Xenia Hotels & Resorts delivered a strong Q1 with net income of $19.8 million, Adjusted EBITDAre up nearly 12% to $81.4 million, and adjusted FFO per share up 23.5% to $0.63. Same-property RevPAR rose 7.4% to $205.93, same-property hotel EBITDA increased 17.9% to $87.8 million, and margin expanded 270 bps to 29.7%, prompting a $6 million increase to midpoint 2026 EBITDAre guidance and raising adjusted FFO per share guidance to $1.94. The balance sheet remains solid with over $600 million of liquidity, 28 of 30 hotels unencumbered, and management continues to see room for buybacks, debt reduction, and opportunistic acquisitions.

Analysis

XHR is quietly turning from a rate story into a cash-flow compounding story. The key second-order signal is that management is seeing margin expansion while simultaneously raising capital spend, which implies the renovated assets are generating enough incremental profit to fund reinvestment without stressing the balance sheet. That combination matters because it reduces the odds that the current earnings inflection is purely cyclical; it looks increasingly like mix, pricing power, and self-help are all working at once.
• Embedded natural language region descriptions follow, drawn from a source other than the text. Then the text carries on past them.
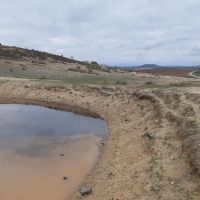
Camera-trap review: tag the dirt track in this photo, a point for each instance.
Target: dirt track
(131, 166)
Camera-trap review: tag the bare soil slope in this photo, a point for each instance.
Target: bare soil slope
(143, 157)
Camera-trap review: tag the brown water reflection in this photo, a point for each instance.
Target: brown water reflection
(31, 163)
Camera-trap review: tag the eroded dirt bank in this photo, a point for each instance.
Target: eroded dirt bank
(142, 158)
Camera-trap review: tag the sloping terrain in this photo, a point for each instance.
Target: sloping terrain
(152, 151)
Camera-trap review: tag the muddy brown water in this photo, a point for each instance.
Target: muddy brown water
(32, 139)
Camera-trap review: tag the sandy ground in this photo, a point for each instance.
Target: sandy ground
(133, 165)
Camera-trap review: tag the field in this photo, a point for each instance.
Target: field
(152, 151)
(167, 72)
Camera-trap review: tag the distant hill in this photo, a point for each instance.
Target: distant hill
(148, 66)
(21, 54)
(154, 66)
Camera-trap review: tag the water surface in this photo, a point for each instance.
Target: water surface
(39, 146)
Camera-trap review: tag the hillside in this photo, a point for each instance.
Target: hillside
(21, 54)
(152, 151)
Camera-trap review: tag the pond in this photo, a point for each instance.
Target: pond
(46, 154)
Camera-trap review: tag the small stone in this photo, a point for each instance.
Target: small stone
(110, 174)
(85, 191)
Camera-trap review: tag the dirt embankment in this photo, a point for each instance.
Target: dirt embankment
(142, 158)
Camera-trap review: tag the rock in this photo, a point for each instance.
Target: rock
(110, 174)
(149, 135)
(85, 191)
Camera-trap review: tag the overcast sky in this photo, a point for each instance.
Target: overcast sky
(115, 32)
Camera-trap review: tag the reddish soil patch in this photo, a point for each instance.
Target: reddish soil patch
(167, 72)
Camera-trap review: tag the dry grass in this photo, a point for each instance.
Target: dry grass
(190, 133)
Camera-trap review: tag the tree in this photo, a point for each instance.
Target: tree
(94, 63)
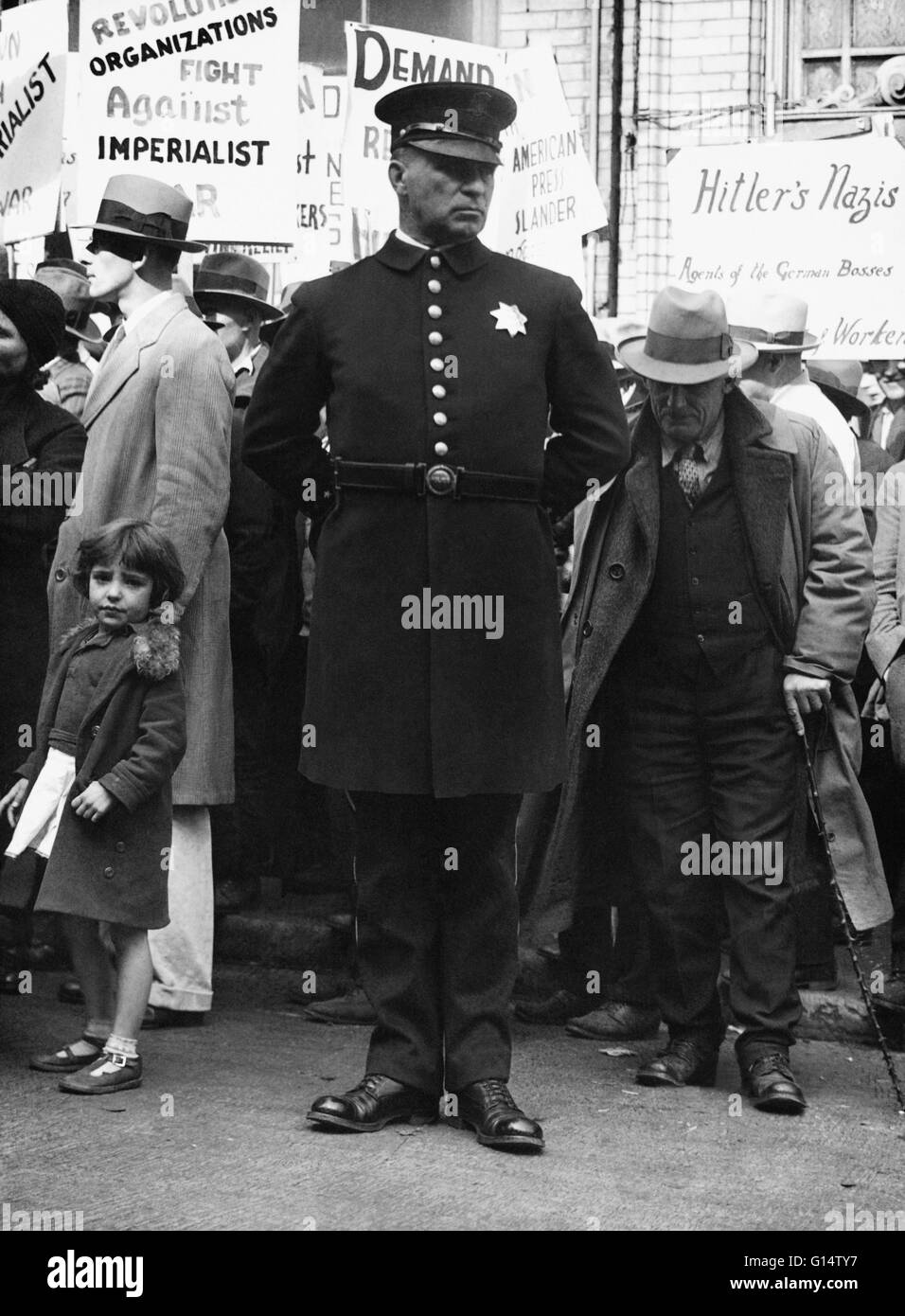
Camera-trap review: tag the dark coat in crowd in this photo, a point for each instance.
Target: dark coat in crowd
(131, 739)
(158, 418)
(813, 571)
(437, 711)
(36, 438)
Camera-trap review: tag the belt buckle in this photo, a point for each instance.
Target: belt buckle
(441, 481)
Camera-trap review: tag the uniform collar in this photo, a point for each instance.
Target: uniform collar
(461, 258)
The market is likely underestimating how much of the upside is becoming more durable through the portfolio’s revenue mix. Group and business transient are now doing the heavy lifting, and the company is explicitly seeing stronger weekdays, which usually carries better pricing discipline and lower promotional intensity than leisure-led spikes. The W Nashville repositioning is also important beyond the property itself: if the brand-and-F&B reset lifts EBITDA by a few million, it validates a playbook for extracting incremental value from under-earning urban luxury assets without relying on external acquisition growth. The main risk is not demand in the next quarter; it is normalization of event-driven support and a later-year hangover if special-event conversion remains softer than hoped. The company has already dialed back its event assumptions, so the near-term setup is less about upside surprise and more about whether regular-way corporate and group demand can hold the line into 2H. A sharper macro slowdown would hit occupancy first, but the bigger hidden risk is that rate growth moderates while expense inflation re-accelerates, compressing the margin expansion story faster than consensus expects. Contrarian angle: the stock may still be mispriced if investors are viewing it as a high-yield hotel REIT rather than a self-help operator with balance-sheet optionality. With leverage trending down, liquidity ample, and most assets unencumbered, XHR has the flexibility to repurchase stock, fund accretive CapEx, or selectively buy assets if transaction markets stay loose. That optionality is worth more in an environment where public hotel multiples remain depressed versus private-market replacement value.